Para transitar este camino sin perder la paz ni caer en el resentimiento, me he propuesto aferrarme a tres palabras clave:
1. Integridad
Mantenerse fiel a los propios valores, sin importar cómo actúen los demás. Si el otro falta a su palabra o usa artimañas, la tentación inmediata es bajar a su nivel, devolver el golpe o pagar con la misma moneda. Pero la integridad nos pide lo contrario: elegir seguir siendo, a pesar de todo, una persona de palabra. Es la única forma de evitar que la toxicidad del otro contamine nuestra esencia.
2. Discernimiento
Amar no es ser ingenuo. El discernimiento nos permite ver la realidad de la situación sin el filtro del rencor ni del victimismo. Nos ayuda a entender que podemos desear el bien al otro (orando por él o respetando su dignidad humana) sin estar obligados a confiarle nuestra confianza o nuestro tiempo. Discernir es saber dónde termina nuestra responsabilidad y dónde empieza el límite necesario para proteger nuestra salud mental y espiritual.
3. Desapego
Esta es quizás la más difícil. A menudo, nuestro dolor nace de la expectativa: "no debería haberme hecho esto", "debería pedirme perdón". El desapego implica soltar la necesidad de que el otro cambie o actúe como nosotros esperamos. Entregar a Dios el resultado de la relación nos libera de la carga de controlar la conducta ajena. Es renunciar a que el otro nos "pague" con justicia, permitiéndonos avanzar sin el peso de la amargura.

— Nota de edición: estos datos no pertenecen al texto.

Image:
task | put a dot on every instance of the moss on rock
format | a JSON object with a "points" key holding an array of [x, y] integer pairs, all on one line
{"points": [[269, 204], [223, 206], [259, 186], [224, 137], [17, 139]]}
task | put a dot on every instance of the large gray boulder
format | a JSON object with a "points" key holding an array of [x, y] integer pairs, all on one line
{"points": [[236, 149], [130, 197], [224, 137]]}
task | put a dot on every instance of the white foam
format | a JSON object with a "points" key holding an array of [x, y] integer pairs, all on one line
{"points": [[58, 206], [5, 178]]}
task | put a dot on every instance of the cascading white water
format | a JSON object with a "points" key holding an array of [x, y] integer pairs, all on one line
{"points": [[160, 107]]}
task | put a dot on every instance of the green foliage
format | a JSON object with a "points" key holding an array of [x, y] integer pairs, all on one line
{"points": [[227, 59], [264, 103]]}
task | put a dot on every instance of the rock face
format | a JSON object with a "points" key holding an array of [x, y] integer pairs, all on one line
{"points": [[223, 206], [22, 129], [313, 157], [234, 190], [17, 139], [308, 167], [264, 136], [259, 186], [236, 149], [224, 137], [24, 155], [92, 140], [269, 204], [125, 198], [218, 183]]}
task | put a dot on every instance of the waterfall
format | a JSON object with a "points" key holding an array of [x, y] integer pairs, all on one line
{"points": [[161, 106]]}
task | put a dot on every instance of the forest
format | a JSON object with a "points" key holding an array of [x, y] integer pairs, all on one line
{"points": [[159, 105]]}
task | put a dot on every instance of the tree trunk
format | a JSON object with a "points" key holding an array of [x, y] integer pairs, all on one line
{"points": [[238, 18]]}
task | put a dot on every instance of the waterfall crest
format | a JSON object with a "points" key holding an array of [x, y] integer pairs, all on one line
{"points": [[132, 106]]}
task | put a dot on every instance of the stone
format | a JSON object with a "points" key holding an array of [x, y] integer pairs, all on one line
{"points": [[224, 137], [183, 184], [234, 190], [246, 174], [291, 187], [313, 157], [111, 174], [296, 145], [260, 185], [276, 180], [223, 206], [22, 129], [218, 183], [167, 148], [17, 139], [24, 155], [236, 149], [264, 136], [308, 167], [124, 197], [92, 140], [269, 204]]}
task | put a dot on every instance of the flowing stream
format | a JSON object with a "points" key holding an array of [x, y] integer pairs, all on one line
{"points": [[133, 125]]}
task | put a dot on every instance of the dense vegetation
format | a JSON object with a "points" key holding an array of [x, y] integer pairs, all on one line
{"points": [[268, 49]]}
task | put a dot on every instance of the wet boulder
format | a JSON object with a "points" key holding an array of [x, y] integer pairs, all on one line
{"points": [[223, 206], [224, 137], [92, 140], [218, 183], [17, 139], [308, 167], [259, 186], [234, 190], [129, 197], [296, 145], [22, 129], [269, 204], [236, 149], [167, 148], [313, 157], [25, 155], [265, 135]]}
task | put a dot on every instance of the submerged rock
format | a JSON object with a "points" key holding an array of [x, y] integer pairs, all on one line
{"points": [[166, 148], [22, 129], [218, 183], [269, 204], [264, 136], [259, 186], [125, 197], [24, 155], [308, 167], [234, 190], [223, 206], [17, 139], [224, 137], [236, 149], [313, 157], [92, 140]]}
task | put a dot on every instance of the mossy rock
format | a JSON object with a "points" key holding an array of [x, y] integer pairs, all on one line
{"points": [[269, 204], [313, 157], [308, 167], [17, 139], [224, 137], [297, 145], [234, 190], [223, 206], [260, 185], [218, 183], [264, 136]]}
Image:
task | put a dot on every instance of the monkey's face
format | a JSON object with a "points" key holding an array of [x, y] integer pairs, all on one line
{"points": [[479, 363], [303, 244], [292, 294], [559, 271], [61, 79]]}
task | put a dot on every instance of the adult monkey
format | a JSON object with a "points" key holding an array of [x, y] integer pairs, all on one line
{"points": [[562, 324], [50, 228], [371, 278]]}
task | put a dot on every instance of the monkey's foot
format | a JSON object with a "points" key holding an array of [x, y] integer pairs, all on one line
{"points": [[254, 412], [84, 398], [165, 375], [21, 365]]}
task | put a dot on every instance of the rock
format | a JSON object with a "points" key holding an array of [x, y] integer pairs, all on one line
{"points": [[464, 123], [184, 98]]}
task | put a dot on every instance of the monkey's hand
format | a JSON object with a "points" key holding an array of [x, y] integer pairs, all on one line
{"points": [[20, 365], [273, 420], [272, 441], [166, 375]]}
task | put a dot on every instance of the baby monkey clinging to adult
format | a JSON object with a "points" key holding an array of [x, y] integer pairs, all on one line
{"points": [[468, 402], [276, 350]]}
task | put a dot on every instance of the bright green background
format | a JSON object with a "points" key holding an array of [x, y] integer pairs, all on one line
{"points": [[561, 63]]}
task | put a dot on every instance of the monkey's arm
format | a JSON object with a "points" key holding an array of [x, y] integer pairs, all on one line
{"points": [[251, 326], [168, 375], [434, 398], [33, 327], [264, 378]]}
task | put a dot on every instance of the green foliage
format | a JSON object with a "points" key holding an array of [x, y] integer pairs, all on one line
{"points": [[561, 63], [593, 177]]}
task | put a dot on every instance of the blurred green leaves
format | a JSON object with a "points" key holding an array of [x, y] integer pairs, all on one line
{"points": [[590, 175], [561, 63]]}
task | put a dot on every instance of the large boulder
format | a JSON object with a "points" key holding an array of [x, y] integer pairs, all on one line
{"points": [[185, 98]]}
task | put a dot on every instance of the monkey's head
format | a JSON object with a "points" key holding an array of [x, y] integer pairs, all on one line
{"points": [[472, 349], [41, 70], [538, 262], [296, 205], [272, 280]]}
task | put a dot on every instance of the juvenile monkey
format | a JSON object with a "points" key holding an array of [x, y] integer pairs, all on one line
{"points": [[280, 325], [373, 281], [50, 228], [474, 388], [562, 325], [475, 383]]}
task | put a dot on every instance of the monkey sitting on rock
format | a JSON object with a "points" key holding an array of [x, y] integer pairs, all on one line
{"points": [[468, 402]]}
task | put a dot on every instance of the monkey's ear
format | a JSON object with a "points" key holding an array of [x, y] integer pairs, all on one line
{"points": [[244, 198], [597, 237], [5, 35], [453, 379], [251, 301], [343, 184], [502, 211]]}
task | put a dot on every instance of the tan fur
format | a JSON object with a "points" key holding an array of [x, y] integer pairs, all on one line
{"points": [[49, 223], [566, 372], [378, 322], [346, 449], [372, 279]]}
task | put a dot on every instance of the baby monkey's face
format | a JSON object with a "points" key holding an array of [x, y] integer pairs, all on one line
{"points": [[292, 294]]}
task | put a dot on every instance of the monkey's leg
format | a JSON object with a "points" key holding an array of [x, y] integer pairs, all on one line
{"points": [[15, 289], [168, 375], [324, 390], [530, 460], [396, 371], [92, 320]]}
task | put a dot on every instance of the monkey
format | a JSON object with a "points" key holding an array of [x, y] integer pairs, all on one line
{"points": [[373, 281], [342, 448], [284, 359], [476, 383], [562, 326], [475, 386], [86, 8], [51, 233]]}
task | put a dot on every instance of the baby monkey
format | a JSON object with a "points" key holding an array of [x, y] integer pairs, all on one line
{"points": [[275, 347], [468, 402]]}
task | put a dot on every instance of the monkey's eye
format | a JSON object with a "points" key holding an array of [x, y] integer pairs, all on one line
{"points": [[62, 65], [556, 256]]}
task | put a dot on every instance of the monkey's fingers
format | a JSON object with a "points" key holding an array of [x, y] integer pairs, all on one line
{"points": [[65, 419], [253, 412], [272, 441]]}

Como bien recuerda el comentario del Evangelio de hoy, si nuestra "verticalidad" (nuestro amor a Dios) es sólida, podremos sostener nuestra "horizontalidad" con más equilibrio. No depende de nosotros que los demás sean buenos, pero sí depende de nosotros cómo decidimos responder.
Que hoy, ante cualquier desilusión, podamos elegir la paz que viene de Dios, protegiendo nuestro corazón sin cerrar las puertas de la caridad.